Pashtun Blues
KANDAHAR, AFGHANISTAN: As a Pashtun from Kandahar, I feel that since the Karzai government has come to power my people have lost their dignity.
When the Taliban were in power, before the United States invaded and occupied Afghanistan, I remember talking about politics with my friends.
We would ask ourselves how we could ever live a normal life with such a radical and isolationist government, and we struggled to find answers. In those days, I believed nothing would change in Afghanistan until the death of Mullah Omar. I never imagined that the Taliban could lose power so suddenly.
Even today, I cannot believe how fast we transitioned to a new government, and how much has changed in my country since then. But in spite of all the development and the reconstruction projects, I myself feel lonely. And many of my Pashtun brothers feel lonely too.
President Karzai is a Pashtun, but he is not a real Pashtun. He is a Westernized Pashtun, who has little credibility here in the South.
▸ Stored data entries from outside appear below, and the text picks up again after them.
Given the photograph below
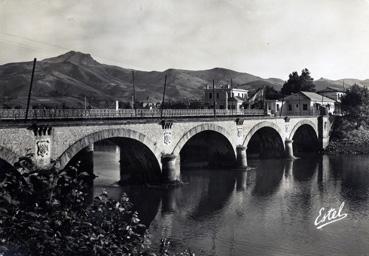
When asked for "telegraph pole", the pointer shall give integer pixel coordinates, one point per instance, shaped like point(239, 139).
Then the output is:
point(134, 92)
point(214, 102)
point(162, 102)
point(30, 87)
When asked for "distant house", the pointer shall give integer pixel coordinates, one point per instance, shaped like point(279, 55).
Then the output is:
point(307, 103)
point(225, 97)
point(273, 107)
point(332, 93)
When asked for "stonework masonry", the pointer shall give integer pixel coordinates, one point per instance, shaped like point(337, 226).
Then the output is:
point(62, 141)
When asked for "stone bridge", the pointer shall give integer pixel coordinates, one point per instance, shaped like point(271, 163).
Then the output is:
point(160, 148)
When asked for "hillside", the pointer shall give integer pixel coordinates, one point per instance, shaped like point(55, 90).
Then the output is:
point(69, 78)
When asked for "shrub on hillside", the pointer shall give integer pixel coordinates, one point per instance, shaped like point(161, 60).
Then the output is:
point(46, 212)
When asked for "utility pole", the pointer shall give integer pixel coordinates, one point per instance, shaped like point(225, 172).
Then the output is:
point(162, 102)
point(134, 92)
point(30, 87)
point(214, 102)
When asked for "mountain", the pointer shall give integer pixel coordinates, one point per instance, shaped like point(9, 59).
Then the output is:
point(342, 84)
point(70, 78)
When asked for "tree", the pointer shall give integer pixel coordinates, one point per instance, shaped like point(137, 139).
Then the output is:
point(297, 83)
point(271, 93)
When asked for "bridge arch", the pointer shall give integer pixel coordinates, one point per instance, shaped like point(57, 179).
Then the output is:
point(202, 128)
point(257, 127)
point(8, 155)
point(84, 142)
point(301, 123)
point(305, 138)
point(265, 140)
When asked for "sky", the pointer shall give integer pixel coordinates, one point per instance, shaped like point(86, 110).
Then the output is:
point(268, 38)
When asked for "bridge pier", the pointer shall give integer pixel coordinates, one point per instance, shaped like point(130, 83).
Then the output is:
point(289, 149)
point(241, 181)
point(169, 171)
point(241, 157)
point(86, 158)
point(123, 167)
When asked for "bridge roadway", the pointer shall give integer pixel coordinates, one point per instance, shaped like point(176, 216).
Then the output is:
point(156, 139)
Moreover, his government is dominated by Tajik and Uzbek warlords who committed many heinous crimes against the Pashtun people during Afghanistan’s long years of civil war. This is why so many Pashtuns today are joining the Taliban insurgency.
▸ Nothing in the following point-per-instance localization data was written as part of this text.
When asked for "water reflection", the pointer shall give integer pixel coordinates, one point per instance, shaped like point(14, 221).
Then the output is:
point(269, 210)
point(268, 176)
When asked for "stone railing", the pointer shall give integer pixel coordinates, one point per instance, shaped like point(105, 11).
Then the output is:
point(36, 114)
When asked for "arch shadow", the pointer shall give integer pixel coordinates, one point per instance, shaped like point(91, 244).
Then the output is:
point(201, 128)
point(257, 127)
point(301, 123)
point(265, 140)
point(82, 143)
The only way the West can end the war in Afghanistan is to convince the Pashtun people that the world is not against them. But for this to happen, the Pashtun people need to see an Afghan government that truly represents them.
We don’t need sham elections. We need honest leaders who care about us. We don’t need war and Predator drones overhead. We need a serious commitment to peace and national reconciliation, and representatives in the Afghan government that know where we are coming from and the situation we are living in.